Sarà che le dita di Marjutka si erano indurite dal freddo, o che erano tremate per l’emozione e la corsa, ma non fece in tempo neppure a dire: « È il quarantunesimo, la peste dei pesci lo pigli!» – quando un uomo con un montone rovesciato blu addosso e un cappuccio bianco buttato alle spalle si mise in piedi da dietro il cammello disteso sulla sabbia e alzò in alto il fucile, sulla cui baionetta oscillava un fazzoletto bianco.
Marjutka scaraventò la carabina nella sabbia e si mise a piangere, spalmando le lacrime sullo sporco e spellato viso.
Evsjukov corse verso l’ufficiale. Da dietro invece, lo aveva superato in corsa un suo soldato, che agitava nell’aria la baionetta pronta ad un colpo letale.
«Non lo toccare! Prendilo vivo!» – gridò il commissario.
L’uomo con il montone rovesciato blu fu affrontato con forza e buttato a terra.
Cinque altri uomini che erano con l’ufficiale non si alzarono da dietro i cammelli, falciati dal penetrante piombo rovente delle pallottole.
I soldati della Guardia Rossa, ridendo e imprecando, tiravano dei cammelli per gli anelli nelle narici, legavano alcuni capi insieme fra loro.
I kirghisi, dimenando i sederi, correvano dietro ad Evsjukov, gli si aggrappavano alla giubba, alle braccia, alle braghe, alle munizioni, borbottavano, guardavano sottomessi la sua faccia coi loro occhi, lamentose strette fessure.
Il commissario si sottraeva come poteva alle loro mani, scappava, cercava di scacciarli, s’imbestialiva e, con smorfie piene di una vera compassione, soltanto per farli spaventare, puntava sui loro piatti nasi, sui loro appuntiti zigomi, riarsi dal vento, la sua pistola a tamburo e sbraitava: «Statemi lontani, Asia di Tochtà! Niente obiezioni!»

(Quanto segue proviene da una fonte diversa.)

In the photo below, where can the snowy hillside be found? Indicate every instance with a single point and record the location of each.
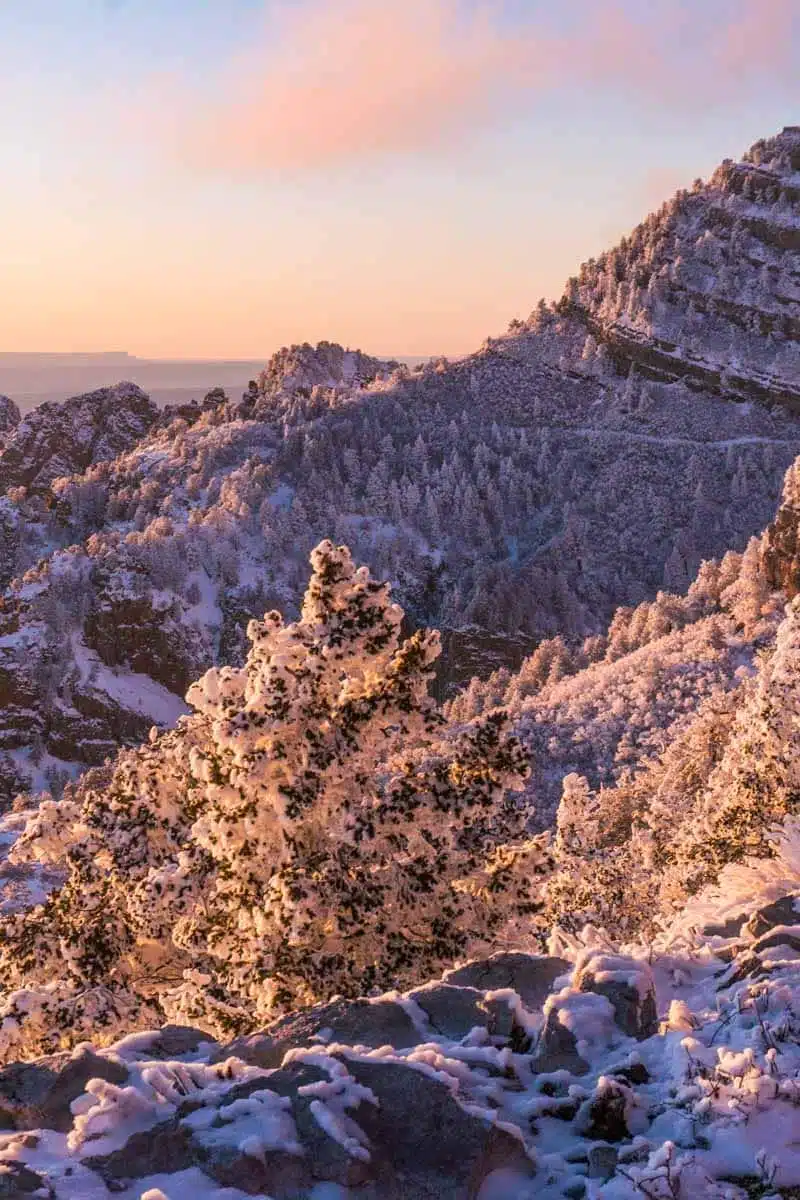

Un kirghiso anziano, con la barba canuta e un montone rovesciato di ottima qualità, acchiappò Evsjukov alla cintura.
Si mise a parlar affrettatamente, bisbigliando dolcemente: «Oh, padrone… Male fai… Un kirghiso con cammello vivere bisogna. Un kirghiso senza cammello a morire va… Tua, padrone, non fare così. Tua, padrone, soldi volere, mia soldi dare. Moneta d’argento, denaro zarista… banconota Kirenskij… Dire tua, padrone, quanto tua moneta volere, a dare cammello indietro?»
«Cerca di capirmi, testa di legno, che per noi in questa situazione senza i cammelli e tutto il resto, è la fine. Non sto mica rapinandovi, è soltanto per necessità rivoluzionaria che vi requisisco i cammelli per uso temporaneo, in prestito. Voi, diavoli locali, riuscirete trascinarvi anche a piedi sino ai vostri, per noi invece senza cammelli, sarebbe la fine, una morte certa.»
«Oh, padrone. Ahi, ahi, non buono. Dai cammello indietro – prendi moneta, banconota Kirenskij, prendi» – cantilenò il kirghiso la sua solita litania.
Evsjukov si liberò bruscamente dalle sue mani.
«E lasciami, vattene al diavolo! Ti ho spiegato tutto, quindi, basta così! Non si discute più. Tieni la ricevuta e finiamola!»
Detto questo, mise in mano al kirghiso una ricevuta scritta alla meglio su un brandello di giornale.
Il kirghiso la gettò nella sabbia, cadde al suolo e, coprendosi il viso con le mani, si mise ad ululare disperatamente.
Tutti gli altri kirghisi rimasero fermi, silenziosi e negli occhi a mandorla tremavano le lacrime silenziose.
Evsjukov si voltò per cercare di non vederlo, e a questo punto si ricordò dell’ufficiale catturato.
Lo scorse subito in mezzo a due soldati della Guardia Rossa che gli facevano da sentinella. L’ufficiale stava tranquillamente in piedi, spostando leggermente la gamba destra con un alto stivale svedese di feltro bianco, e fumava, guardando con sogghigno al commissario.
«Chi saresti?» – domandò Evsjukov.
«Sono il tenente della guardia imperiale, Govorucha-Otrok. E tu chi sei?» – chiese a sua volta l’ufficiale, gettando nell’aria una scia di fumo.
E sollevò la testa.
E quando guardò apertamente nelle facce dei soldati della Guardia Rossa, Evsjukov e tutti gli altri attorno videro che gli occhi del tenente erano di un tale colore blu vivo e acceso, da poterli semmai paragonare a due sferette di turchetto per biancheria francese di prima scelta che stiano nuotando nella schiuma nivea del bianco dell’occhio.